Research on dynamic splitting tensile damage characteristics of steel fiber reinforced concrete under freeze-thaw cycle environment based on AE

This paper aims to investigate the dynamic splitting tensile damage characteristics of steel fiber reinforced concrete (SFRC) and achieve early warning of the dangerous stage under freeze-thaw cycle environment through acoustic emission (AE) technology, Mel-frequency cepstral coefficients (MFCCs) and genetic algorithm-back propagation (GA-BP) neural network. The effects of fiber content and loading rate on mechanical properties, wavelet energy spectrum coefficient and wavelet time-frequency-energy maximum, as well as MFCCs of AE signals were studied herein. Then a GA-BP neural network was established to realize the classification of the damage degree of SFRC under freeze-thaw cycling with MFCCs as the signal characteristic.

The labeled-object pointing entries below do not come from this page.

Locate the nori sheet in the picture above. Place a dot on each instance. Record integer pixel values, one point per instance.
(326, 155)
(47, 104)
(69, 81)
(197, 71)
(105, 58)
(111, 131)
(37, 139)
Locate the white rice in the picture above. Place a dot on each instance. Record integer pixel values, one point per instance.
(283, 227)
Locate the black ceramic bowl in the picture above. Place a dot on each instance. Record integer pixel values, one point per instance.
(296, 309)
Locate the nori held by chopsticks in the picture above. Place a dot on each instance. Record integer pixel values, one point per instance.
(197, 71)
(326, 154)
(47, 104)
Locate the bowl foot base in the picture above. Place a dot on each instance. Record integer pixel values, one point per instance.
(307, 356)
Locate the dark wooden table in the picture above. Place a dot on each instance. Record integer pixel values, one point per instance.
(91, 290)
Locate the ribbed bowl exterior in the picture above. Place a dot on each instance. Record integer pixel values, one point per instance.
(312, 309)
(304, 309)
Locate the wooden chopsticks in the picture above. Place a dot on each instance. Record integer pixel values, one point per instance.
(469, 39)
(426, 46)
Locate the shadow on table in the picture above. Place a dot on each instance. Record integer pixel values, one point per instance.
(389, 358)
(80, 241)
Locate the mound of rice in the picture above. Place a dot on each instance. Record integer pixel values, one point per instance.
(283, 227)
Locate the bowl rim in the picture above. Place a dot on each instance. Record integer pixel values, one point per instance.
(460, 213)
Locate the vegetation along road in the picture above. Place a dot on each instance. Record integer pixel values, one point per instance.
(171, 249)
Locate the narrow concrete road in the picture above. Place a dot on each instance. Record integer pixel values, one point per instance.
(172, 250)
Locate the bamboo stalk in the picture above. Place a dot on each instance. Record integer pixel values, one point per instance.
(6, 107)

The results indicate that the increasing loading rate leads to more serious brittle failure, but the appropriate steel fiber content can make the cracks generated develop fully during the dynamic splitting tensile failure process by analyzing the wavelet energy spectrum coefficient and wavelet timefrequency-energy maximum. It is also found that the damage degree of SFRC can be identified by analyzing the MFCCs. Furthermore, the GA-BP neural network performs well in the classification of the damage degree of SFRC with the recognition over 90%, which is more suitable for concrete conditions with a proper loading rate and fiber content.